A lot of firms will have some hard caps on risk limits for different greeks (exposures). Suppose that your firm has a hard cap of an absolute delta exposure of X (where they allow a residual delta exposure within this +/- X price band), then as soon as you exceed this price band, you should only hedge your deltas to be within the price band—nothing more. If you are comfortable with up to an absolute value of X delta exposure, then why would you pay additional to bring it to zero? These delta bands can be seen as analogous to the “deductible” that is optimal for you. At a minimum, hedging to zero is logically inconsistent behavior; at the maximum, it is negative utility behavior.

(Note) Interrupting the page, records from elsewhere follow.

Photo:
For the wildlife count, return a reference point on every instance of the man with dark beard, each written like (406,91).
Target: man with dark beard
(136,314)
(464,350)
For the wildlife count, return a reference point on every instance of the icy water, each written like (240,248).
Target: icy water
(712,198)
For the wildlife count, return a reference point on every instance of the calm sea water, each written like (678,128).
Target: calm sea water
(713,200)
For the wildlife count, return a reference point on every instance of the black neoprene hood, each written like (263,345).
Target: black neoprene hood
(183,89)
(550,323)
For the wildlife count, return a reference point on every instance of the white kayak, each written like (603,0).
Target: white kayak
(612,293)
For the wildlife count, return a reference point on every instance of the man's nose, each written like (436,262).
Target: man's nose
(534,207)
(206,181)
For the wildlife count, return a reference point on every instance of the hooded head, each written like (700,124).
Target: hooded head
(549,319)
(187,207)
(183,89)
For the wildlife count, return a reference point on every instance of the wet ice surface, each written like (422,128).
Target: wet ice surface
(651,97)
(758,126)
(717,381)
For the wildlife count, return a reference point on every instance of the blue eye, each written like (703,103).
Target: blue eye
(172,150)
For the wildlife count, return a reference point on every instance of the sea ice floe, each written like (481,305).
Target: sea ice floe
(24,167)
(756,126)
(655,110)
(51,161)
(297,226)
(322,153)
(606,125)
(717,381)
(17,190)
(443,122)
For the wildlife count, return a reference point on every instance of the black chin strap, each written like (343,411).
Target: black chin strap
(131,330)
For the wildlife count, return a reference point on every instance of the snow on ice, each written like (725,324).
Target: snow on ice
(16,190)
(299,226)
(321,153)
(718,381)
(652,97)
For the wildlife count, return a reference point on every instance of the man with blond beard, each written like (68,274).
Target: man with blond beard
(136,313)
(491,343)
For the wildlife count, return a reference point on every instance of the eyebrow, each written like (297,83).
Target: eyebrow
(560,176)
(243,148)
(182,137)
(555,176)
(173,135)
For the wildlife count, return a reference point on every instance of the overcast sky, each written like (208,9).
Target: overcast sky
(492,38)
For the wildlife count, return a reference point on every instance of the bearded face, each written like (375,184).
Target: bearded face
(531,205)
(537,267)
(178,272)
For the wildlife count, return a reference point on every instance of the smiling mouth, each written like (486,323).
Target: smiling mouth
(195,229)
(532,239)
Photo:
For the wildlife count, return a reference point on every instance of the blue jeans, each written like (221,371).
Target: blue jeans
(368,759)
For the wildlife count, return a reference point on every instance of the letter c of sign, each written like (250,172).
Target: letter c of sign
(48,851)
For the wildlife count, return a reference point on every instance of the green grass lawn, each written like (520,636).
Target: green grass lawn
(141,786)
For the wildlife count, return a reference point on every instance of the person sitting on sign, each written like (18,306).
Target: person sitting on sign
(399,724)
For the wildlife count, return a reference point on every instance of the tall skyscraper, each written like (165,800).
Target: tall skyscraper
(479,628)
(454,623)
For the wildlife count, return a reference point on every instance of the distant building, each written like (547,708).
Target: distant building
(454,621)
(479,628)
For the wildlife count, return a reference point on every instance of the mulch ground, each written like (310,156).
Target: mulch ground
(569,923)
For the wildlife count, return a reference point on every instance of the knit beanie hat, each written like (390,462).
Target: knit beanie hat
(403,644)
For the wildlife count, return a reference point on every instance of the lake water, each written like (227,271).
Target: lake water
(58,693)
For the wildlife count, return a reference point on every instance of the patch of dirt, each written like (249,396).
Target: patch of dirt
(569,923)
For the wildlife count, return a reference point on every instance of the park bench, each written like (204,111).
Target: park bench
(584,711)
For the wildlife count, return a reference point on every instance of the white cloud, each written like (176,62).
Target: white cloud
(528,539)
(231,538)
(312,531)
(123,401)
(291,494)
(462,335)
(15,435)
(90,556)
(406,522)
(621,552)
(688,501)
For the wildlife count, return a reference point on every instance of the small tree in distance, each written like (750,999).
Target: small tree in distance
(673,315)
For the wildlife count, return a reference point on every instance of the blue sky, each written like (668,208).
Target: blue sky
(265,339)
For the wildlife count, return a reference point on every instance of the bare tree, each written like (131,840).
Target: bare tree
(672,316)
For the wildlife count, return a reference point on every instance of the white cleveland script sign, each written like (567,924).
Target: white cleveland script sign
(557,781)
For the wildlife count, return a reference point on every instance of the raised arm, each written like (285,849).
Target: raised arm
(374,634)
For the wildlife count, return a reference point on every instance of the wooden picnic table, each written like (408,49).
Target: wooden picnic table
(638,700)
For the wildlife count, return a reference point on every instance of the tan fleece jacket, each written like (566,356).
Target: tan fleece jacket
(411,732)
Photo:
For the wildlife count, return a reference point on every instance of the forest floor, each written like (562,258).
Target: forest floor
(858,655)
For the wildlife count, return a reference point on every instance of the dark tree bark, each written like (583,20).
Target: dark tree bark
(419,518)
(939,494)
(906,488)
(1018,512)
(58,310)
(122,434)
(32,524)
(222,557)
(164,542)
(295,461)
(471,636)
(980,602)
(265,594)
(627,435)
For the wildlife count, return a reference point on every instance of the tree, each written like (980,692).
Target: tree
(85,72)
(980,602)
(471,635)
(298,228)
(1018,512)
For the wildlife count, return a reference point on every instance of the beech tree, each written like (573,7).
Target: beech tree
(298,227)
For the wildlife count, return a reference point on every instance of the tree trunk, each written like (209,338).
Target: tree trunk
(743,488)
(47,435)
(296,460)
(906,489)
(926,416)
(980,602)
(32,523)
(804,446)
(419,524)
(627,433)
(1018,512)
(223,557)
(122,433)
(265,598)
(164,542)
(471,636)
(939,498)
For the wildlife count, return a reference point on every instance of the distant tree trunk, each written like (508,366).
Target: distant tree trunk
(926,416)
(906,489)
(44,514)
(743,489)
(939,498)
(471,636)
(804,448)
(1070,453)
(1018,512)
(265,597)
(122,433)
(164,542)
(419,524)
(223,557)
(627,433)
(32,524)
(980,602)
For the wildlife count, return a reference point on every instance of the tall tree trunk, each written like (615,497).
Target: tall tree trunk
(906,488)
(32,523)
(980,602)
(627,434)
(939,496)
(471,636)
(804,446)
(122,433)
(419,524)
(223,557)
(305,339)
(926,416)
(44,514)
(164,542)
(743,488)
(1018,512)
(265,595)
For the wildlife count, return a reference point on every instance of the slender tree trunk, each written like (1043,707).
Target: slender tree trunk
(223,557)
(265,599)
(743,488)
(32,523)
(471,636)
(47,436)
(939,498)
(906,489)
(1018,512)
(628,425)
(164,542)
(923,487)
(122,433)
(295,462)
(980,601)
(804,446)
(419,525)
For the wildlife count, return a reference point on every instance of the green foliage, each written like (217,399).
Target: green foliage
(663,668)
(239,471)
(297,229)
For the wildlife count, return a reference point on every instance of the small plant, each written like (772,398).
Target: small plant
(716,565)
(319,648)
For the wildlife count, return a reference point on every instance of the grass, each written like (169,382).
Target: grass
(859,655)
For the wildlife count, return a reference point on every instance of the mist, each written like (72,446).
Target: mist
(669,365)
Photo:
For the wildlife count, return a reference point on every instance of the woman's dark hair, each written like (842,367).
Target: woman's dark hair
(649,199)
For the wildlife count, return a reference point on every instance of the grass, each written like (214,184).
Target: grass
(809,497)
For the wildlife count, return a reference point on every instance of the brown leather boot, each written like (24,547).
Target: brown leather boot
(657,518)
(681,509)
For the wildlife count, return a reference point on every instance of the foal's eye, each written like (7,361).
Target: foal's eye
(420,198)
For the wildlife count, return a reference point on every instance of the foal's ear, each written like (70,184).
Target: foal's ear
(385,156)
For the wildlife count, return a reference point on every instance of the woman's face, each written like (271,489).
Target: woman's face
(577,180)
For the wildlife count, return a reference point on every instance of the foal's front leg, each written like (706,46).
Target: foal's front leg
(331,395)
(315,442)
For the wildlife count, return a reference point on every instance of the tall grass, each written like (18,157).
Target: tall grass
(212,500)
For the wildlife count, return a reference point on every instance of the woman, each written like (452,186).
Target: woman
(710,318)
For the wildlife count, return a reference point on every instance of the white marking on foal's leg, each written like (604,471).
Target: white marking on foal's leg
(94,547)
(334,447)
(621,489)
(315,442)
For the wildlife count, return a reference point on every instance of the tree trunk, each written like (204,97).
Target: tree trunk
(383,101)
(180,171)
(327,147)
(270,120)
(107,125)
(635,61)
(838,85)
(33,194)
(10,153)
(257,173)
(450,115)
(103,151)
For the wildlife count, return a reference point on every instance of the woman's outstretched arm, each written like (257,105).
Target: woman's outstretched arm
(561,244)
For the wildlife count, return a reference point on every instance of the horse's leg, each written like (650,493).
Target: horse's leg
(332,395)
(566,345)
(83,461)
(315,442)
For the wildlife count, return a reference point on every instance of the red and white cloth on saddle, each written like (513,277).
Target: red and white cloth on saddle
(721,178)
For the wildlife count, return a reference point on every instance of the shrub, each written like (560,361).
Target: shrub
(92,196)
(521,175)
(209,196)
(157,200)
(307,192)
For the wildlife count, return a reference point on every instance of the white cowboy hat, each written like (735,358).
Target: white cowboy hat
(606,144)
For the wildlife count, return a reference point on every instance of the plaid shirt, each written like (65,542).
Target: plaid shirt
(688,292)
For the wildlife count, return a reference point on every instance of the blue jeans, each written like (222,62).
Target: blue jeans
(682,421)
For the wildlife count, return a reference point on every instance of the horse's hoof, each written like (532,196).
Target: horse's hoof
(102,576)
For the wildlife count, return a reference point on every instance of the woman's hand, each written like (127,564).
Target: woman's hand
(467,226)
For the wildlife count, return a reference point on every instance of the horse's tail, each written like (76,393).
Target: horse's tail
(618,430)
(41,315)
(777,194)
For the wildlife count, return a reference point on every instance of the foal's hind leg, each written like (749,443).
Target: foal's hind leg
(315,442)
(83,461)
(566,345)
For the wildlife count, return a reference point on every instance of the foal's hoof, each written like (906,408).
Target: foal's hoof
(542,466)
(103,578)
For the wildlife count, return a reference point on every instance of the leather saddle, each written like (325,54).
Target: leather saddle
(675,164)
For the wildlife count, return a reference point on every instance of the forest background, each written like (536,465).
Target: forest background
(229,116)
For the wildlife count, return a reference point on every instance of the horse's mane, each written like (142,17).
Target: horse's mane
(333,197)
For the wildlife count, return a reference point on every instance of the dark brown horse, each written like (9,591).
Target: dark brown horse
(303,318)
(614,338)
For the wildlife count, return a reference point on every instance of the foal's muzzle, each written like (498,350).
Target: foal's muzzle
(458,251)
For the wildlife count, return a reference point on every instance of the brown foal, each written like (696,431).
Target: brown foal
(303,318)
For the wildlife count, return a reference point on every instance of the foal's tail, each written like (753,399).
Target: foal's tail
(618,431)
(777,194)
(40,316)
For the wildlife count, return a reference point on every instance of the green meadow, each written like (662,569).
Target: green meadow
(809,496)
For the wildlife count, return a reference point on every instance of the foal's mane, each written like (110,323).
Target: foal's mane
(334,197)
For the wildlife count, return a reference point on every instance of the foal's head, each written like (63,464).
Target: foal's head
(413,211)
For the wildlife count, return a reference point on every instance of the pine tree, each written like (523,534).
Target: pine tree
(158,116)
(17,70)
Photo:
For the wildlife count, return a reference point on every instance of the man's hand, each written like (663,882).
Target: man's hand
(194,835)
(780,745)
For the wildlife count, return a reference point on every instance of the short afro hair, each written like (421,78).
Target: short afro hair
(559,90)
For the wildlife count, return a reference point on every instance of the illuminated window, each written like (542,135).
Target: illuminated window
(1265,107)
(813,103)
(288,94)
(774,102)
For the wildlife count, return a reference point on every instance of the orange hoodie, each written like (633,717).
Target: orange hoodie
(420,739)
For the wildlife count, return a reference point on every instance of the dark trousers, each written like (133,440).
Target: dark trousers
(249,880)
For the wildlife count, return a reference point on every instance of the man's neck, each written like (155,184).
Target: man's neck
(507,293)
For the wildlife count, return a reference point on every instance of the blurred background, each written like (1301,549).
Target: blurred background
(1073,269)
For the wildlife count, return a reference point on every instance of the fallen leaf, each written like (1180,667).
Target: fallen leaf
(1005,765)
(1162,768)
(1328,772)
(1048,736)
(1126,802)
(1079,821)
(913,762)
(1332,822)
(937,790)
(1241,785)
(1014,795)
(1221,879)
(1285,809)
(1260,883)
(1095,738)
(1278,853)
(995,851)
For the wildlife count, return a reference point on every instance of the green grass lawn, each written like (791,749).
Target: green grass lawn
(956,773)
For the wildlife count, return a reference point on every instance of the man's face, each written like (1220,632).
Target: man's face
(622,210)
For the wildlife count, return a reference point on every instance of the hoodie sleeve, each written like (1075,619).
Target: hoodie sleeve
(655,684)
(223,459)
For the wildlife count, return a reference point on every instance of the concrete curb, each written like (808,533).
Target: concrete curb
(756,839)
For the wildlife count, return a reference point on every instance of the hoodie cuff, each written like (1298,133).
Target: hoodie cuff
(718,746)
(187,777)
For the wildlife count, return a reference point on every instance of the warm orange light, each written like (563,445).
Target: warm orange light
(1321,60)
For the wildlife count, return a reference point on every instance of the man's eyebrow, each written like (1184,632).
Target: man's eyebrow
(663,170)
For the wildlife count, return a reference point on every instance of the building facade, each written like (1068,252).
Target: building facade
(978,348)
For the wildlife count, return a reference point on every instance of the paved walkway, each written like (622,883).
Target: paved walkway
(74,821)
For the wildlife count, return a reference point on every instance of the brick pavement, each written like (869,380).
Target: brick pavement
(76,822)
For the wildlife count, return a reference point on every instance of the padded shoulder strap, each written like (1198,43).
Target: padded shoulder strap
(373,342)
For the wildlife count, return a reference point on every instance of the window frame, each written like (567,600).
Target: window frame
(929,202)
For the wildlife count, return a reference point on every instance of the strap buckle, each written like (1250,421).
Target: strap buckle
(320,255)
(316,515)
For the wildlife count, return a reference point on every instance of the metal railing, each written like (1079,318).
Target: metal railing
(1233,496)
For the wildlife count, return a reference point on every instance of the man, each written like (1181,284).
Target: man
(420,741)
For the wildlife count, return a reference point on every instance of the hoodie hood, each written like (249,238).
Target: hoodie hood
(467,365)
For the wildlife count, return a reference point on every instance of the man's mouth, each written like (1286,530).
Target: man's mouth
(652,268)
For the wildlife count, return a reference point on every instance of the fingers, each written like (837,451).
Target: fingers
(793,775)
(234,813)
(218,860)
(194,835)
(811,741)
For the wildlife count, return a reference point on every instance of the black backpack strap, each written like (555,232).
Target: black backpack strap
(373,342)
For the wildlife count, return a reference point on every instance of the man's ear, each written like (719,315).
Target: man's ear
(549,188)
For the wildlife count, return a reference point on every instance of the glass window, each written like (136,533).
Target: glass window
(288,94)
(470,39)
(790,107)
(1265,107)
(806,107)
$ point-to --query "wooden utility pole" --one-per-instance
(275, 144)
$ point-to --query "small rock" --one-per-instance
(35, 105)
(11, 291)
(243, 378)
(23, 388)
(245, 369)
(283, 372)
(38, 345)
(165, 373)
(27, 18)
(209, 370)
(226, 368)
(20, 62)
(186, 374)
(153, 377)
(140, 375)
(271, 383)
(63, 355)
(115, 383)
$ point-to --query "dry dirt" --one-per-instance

Note: Technically you could bring it to zero (or even beyond) if you had the idea that there was some longer term delta toxicity of your options counterparty, but that’s not really what we are talking about because that would imply a lambda < 0 in that case and we are only talking about insurance with lambda > 0.
Back to Mamdani
If you have a view on which leg is +EV, can you now see why only a partial hedge is optimal? Hopefully I was able to draw parallels to hedge legs in trading and the deductible of insurance to show why full hedges aren’t ideal. Risk adds negative utility (for those with concave utility), but there should be some amount of risk you are willing to take if it means increasing your total expectancy.